A grands traits. Ce billet n’a pas la prétention d’être exhaustif. Je l’ai déjà écrit : d’abord, on mange ce qu’on trouve sur place ou on se déplace pour trouver ou suivre sa nourriture. Ensuite, toute cuisine, toutes les recettes de cuisine, répondent à deux questions : quoi et comment ?

Quoi ?
L’homme étant le même partout, il a à peu de choses près les mêmes besoins : glucides, protides, lipides et fibres.

Glucides : le besoin alimentaire est en glucides lents. Les glucides rapides, c’est juste pour le plaisir et le raffinement de la civilisation. Les glucides lents, ce sont les céréales. Brutes comme le riz (orient) et le maïs (Amériques) ou traitées comme le blé, l’orge, l’épeautre (Europe), le mil (Afrique) … Ou toutes traitées : farines, semoules qui servent alors à améliorer l’ordinaire : farines pour les pains, semoules pour les couscous, polentas, pâtes alimentaires …

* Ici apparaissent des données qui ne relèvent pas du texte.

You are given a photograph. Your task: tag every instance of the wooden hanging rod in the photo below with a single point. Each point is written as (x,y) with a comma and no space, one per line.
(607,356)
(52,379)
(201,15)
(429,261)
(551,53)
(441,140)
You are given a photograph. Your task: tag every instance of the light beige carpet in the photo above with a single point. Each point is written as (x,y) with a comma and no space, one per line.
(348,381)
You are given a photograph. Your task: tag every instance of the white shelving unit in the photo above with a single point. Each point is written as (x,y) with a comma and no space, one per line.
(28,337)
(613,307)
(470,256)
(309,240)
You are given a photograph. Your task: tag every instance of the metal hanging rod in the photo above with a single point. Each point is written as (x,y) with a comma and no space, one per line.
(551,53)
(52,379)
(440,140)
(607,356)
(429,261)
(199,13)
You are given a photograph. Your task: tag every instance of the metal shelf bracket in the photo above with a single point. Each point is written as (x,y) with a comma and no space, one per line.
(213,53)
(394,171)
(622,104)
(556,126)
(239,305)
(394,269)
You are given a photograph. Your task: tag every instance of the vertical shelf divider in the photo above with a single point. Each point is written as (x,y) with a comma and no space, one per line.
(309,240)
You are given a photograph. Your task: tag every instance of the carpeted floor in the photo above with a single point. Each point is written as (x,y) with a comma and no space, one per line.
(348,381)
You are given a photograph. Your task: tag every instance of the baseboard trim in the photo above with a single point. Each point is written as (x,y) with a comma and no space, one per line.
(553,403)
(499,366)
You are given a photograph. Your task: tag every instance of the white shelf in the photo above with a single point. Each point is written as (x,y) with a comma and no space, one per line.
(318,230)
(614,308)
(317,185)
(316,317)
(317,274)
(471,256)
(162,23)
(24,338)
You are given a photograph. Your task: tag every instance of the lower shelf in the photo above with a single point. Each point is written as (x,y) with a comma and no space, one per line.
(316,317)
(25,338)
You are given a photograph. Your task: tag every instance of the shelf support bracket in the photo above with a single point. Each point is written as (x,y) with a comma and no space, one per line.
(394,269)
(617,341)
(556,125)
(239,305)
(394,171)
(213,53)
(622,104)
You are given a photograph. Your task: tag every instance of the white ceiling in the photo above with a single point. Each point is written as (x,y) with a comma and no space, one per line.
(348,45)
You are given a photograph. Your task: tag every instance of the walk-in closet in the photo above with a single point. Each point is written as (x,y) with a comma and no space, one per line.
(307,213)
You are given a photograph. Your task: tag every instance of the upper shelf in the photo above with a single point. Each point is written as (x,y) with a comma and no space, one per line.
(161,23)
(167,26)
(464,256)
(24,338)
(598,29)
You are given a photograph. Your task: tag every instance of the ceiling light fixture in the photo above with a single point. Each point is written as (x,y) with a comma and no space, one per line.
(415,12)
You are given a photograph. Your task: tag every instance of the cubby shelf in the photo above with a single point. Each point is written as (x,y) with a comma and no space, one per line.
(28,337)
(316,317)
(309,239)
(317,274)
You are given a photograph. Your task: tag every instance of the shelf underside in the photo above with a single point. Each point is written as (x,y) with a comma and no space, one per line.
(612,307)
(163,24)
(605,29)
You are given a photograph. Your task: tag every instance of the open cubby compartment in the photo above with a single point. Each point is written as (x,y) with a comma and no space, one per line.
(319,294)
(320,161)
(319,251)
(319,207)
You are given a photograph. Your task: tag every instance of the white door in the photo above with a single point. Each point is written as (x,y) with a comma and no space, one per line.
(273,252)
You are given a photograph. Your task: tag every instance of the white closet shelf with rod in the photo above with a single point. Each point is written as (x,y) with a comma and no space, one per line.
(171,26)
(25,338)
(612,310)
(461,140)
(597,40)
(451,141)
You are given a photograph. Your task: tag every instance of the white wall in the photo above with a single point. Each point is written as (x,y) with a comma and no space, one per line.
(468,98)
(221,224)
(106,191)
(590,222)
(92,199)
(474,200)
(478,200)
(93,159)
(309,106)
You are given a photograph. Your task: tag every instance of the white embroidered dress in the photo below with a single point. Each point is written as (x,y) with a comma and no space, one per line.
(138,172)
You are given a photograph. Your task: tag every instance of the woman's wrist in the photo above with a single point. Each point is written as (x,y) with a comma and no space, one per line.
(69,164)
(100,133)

Protides : Selon qu’il s’agit d’une île, ce sera majoritairement du poisson (Japon par exemple) ou au milieu des terres des viandes. Pour les viandes, dans les régions à terres riches, ce sera du bœuf qui a besoin de beaucoup d’herbes, dans les terres moins riches, du mouton qui survit sur des terres pauvres ou des porcs qui se nourrissent de n’importe quoi dont les autres ne veulent pas. Notons que les pays loin de la mer ont quand même quelques recettes de poisson de rivière (carêmes de la civilisation chrétienne obligent. Civilisation chrétienne qui a d’ailleurs également installé des vignes partout où elle se développait !).

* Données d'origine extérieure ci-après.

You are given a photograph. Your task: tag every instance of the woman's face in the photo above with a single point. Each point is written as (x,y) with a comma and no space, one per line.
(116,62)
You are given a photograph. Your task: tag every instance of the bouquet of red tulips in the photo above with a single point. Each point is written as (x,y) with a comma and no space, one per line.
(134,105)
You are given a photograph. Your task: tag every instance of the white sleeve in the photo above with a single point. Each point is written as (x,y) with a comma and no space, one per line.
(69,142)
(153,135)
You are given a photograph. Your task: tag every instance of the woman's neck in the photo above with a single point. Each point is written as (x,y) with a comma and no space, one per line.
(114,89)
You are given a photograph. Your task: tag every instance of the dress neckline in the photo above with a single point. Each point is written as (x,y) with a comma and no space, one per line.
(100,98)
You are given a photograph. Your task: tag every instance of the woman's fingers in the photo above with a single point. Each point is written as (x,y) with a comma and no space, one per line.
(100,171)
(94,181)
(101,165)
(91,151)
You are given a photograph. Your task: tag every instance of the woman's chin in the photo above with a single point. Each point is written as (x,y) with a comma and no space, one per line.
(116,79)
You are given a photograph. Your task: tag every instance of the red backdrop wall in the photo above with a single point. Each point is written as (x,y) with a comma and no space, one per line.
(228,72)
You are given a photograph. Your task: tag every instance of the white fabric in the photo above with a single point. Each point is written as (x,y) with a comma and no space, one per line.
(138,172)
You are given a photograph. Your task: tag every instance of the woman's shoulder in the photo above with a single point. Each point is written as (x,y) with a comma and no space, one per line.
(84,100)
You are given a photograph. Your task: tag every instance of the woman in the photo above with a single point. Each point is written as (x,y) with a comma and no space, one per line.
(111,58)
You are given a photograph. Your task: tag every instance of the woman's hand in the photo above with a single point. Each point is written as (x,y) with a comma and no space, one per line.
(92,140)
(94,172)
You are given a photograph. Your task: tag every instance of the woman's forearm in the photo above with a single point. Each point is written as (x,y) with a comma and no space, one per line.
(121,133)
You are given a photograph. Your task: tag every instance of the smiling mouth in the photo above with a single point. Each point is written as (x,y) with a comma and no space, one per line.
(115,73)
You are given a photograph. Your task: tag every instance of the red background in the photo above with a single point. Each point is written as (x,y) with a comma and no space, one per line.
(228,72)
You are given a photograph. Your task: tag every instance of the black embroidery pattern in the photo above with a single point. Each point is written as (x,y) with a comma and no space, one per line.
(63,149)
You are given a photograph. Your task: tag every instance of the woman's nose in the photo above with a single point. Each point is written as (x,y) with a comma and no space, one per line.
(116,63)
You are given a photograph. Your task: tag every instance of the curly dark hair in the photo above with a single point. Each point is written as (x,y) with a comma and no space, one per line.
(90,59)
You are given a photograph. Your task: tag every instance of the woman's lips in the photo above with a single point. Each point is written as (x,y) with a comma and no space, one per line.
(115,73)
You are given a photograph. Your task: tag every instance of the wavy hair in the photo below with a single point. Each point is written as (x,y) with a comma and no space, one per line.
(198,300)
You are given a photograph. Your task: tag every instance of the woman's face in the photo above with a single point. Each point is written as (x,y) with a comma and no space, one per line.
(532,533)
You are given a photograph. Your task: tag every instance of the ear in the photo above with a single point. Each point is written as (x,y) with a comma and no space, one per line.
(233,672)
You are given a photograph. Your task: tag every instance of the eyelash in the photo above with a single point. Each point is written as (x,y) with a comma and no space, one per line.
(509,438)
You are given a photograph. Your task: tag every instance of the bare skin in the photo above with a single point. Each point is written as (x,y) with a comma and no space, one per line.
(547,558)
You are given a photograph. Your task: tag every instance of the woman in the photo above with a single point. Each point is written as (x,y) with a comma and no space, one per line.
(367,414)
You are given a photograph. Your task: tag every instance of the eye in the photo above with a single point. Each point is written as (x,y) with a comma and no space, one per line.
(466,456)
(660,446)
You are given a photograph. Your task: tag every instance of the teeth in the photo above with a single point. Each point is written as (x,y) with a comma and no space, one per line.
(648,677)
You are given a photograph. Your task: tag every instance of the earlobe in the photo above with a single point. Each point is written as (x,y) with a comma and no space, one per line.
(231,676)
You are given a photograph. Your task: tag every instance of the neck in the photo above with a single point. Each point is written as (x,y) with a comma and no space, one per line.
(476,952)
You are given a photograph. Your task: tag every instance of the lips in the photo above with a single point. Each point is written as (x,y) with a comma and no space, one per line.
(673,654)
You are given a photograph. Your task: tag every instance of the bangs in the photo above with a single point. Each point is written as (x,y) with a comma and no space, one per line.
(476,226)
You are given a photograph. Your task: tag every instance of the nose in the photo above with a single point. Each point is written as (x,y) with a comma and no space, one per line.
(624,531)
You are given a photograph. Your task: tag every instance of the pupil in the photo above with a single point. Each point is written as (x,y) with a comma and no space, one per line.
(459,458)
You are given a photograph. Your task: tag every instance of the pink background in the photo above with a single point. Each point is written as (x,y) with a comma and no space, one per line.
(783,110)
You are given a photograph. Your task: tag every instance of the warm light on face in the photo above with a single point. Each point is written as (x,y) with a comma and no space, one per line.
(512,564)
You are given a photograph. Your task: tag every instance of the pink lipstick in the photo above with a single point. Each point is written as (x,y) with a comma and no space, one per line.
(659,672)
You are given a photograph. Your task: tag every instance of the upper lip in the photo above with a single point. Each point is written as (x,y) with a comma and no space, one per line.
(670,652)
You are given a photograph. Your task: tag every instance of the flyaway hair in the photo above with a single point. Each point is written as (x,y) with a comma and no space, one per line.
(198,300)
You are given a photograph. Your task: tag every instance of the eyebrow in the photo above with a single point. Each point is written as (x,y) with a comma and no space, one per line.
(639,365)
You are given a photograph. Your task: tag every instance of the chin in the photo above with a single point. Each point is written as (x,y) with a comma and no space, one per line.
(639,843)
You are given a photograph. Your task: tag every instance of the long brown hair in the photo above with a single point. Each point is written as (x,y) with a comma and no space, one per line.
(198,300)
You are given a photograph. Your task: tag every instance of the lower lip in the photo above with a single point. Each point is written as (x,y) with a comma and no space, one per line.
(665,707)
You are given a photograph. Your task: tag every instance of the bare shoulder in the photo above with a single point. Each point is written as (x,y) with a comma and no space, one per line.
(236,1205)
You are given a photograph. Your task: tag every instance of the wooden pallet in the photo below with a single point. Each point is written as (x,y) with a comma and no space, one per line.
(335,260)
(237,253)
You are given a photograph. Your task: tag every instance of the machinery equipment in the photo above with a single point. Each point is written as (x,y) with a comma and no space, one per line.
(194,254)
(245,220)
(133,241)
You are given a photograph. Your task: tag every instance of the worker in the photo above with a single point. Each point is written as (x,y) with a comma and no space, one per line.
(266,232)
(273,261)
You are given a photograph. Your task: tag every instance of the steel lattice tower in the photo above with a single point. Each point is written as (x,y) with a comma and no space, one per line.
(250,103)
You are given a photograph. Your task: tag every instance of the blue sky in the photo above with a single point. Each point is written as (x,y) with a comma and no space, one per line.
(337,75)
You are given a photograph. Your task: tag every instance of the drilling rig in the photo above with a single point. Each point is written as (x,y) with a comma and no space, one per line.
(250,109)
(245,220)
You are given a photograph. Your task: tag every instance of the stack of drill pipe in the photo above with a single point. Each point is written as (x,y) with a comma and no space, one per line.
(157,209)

Lipides : d’origine animale ou végétale, là encore selon la richesse des terres. Pour les terres riches, le beurre qui vient des vaches. Pour les moins riches, gras des porcs. Pour les terres plus pauvres mais au soleil, olives, cacahuètes et autres noix, noisettes, amandes … Pour les terres pauvres et froides, le gras d’ours et au bord de la mer, le gras de baleine. Etc.

Fibres : fruits et légumes, ceux qui poussent sur place et parfois très peu, comme les Inuits qui se contentaient des quelques baies qui résistaient au zéro degré du plein été !

Comment ?

Cru bien sûr, mais cuit surtout. Apprivoiser le feu a été un grand progès pour l’humanité car cela lui a permis de manger des trucs immangeables crus et donc de varier son alimentation et donc de pouvoir aller encore plus loin dans la colonisation de la terre. L’ère glaciaire sans le feu ? Beurk.

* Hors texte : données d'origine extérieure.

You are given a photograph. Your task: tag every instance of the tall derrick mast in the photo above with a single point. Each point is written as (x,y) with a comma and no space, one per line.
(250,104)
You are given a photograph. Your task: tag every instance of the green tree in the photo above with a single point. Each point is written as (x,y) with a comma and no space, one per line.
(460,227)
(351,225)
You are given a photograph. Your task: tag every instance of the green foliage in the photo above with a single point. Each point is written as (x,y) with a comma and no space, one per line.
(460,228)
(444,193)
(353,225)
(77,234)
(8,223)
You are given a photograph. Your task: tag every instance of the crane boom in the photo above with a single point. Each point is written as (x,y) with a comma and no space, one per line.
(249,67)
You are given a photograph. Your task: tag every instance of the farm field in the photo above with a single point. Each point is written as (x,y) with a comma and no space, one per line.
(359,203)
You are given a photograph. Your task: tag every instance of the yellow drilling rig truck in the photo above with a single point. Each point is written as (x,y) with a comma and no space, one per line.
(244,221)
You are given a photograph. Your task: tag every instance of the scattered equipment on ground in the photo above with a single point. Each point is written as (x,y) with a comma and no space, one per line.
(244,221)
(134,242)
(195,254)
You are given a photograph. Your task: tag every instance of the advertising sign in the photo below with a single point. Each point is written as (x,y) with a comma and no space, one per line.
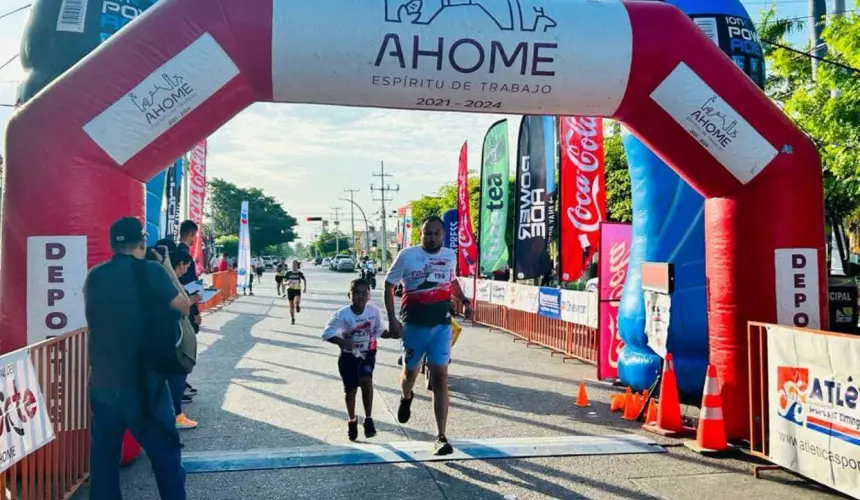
(812,405)
(537,55)
(26,421)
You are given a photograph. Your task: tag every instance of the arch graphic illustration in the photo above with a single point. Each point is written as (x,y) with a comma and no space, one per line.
(185,67)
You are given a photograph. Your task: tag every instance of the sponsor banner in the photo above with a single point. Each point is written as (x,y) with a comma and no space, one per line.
(495,171)
(56,270)
(812,404)
(498,292)
(450,222)
(531,237)
(583,193)
(610,341)
(197,198)
(797,287)
(736,37)
(26,420)
(549,302)
(719,128)
(579,307)
(614,258)
(483,290)
(426,55)
(468,287)
(162,99)
(244,265)
(468,251)
(657,316)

Cuit parce que c’est plus facile à manger et que c’est meilleur pour la santé puisque ça tue bon nombre des saloperies qui se mettent dans la nourriture pendant sa conservation !
Cuire donc. Mais comment ? Bouillir (c’est-à-dire cuire dans un liquide) ou rôtir.
Et là intervient cet élément fondamental : la source d’énergie de la chaleur nécessaire à la cuisson !
Toujours pareil : pas de justice. Une terre riche avec des forêts donne du bois et soyons clairs un feu de bois dûre plus longtemps et est plus facile à conserver qu’un feu de bambou (ça brûle à toute vitesse) ou de bouse de vache (qui donne un feu faiblard et sans calories).
Pour rôtir un porc, il vaut mieux avoir du bois sous la main plutôt qu’une bambouseraie !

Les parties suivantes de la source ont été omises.